Não basta orar “se for da vontade de Deus” ou “Se Deus quiser”. Precisamos reservar tempo para perguntar a Ele qual é a Sua vontade. Se queremos obedecer, precisamos saber qual é a ordem a ser cumprida.

Passo 4
Disponha-se a estudar sistematicamente a Bíblia.
A Bíblia é o sinal de trânsito de Deus. Precisamos conhecer este Código, que só conheceremos estudando.
Como no caso da oração, isto exige tempo e disciplina.

Passo 5
Disponha-se a usar competentemente a sua inteligência.
Fomos feitos capazes para discernir a vontade de Deus.
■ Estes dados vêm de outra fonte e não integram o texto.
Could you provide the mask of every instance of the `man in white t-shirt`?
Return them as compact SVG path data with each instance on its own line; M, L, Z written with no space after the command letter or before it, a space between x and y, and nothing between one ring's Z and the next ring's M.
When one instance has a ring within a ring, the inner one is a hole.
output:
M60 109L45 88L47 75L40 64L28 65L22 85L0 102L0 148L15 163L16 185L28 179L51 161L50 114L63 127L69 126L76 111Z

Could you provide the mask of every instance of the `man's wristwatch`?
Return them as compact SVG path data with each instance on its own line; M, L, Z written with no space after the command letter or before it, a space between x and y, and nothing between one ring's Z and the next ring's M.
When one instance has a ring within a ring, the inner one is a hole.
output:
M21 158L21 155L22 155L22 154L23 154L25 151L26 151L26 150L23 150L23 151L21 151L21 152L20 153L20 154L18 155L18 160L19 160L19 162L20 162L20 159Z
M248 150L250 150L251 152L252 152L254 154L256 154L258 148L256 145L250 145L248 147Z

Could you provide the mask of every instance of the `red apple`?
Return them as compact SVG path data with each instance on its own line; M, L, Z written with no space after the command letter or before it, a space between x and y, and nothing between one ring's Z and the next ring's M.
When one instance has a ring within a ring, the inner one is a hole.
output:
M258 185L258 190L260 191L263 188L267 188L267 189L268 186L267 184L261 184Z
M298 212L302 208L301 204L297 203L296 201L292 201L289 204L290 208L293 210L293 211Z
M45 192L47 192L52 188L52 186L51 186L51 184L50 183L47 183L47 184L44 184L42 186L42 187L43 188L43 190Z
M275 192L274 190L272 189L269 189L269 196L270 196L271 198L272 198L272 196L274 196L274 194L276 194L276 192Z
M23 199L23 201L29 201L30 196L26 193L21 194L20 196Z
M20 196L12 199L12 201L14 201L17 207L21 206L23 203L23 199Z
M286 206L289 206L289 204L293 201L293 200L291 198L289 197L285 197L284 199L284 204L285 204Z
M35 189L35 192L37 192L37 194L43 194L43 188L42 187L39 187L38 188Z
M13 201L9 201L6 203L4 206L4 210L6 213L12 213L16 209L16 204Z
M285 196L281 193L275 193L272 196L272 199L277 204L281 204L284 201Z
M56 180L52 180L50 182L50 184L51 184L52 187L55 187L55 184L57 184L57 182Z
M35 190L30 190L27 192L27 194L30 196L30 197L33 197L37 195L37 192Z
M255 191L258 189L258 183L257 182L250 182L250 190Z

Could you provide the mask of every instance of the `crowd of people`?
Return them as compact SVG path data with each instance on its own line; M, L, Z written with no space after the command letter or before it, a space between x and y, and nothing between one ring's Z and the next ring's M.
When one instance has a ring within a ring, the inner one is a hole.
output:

Éramos assim até nos rebelarmos contra Deus, abrindo mão de nossos direitos e os transferindo para a serpente.
Assim, nossa incompetência em entender a vontade de Deus decorre de um fato histórico e atual: nossa razão foi e está corrompida. Deus nos deu a capacidade de pensar/pesar os lados de uma questão para tomrar decisões sempre corretas. No entanto, esta capacidade foi corrompida pelo pecado. Esta vontade foi feita para coincidir com a vontade de Deus, já que somos sua imagem e semelhança. Por isto, não podemos discernir com perfeição a mente de Deus.
O pecado corrompeu a nossa vontade, mas não nos cassou a inteligência. Quanto mais a usamos, mais nos tornamos a imagem de Deus, mais nos aproximamos dEle. Não há nada de errado em usar a inteligência, pelo contrário. Se a usamos em conjunto com a oração e com a leitura da Bíblia, ambas atividades que requerem também a razão, discernimos mais claramente a vontade de Deus para nossas vidas.

Passo 6
Disponha-se a ouvir as experiências dos outros.
Algumas pessoas passaram por experiências próximas às nossas. Por que não as ouvir?
Eis o que devemos fazer: ouvir as experiências dos outros, cotejanda-as entre si; considerando-as junto com nossas orações; conferindo-as com as experiências milenares da Bíblia.
Devemos tomar cuidado para nos tornarmos dependentes das experiências e conselhos dos outros. As decisões são sempre individuais.

Passo 7
Disponha-se a correr os riscos das decisões.
Quando estamos dispostos a agir segundo a vontade de Deus, mesmo que erremos, Ele cuidará de nós.
Todas as grandes decisões da vida devemos tomá-las de acordo com a vontade de Deus.

5. CONCLUSÃO
Nosso compromisso básico é transformar as nossas vontades para podermos experimentar a perfeita vontade de Deus (Rm 12.2 — transformai-vos pela renovação da vossa mente, para que experimenteis qual seja a boa, agradável, e perfeita vontade de Deus.)
A perfeita vontade de Deus consiste em reconhecermos que só fazemos aquilo que Ele quer, como ensina Tiago, e que, também como ensina Tiago, devemos nos empenhar em fazer a Sua vontade, que é fazer o bem, vivendo segund os seus valores..

INDICAÇÕES BIBLIOGRÁFICAS
SMITH, M. Blaine. Conhecendo a vontade de Deus. São Paulo: Mundo Cristão, 1998.
AZEVEDO, Israel Belo de. Como Deus age. São Paulo: Exodus, 1997.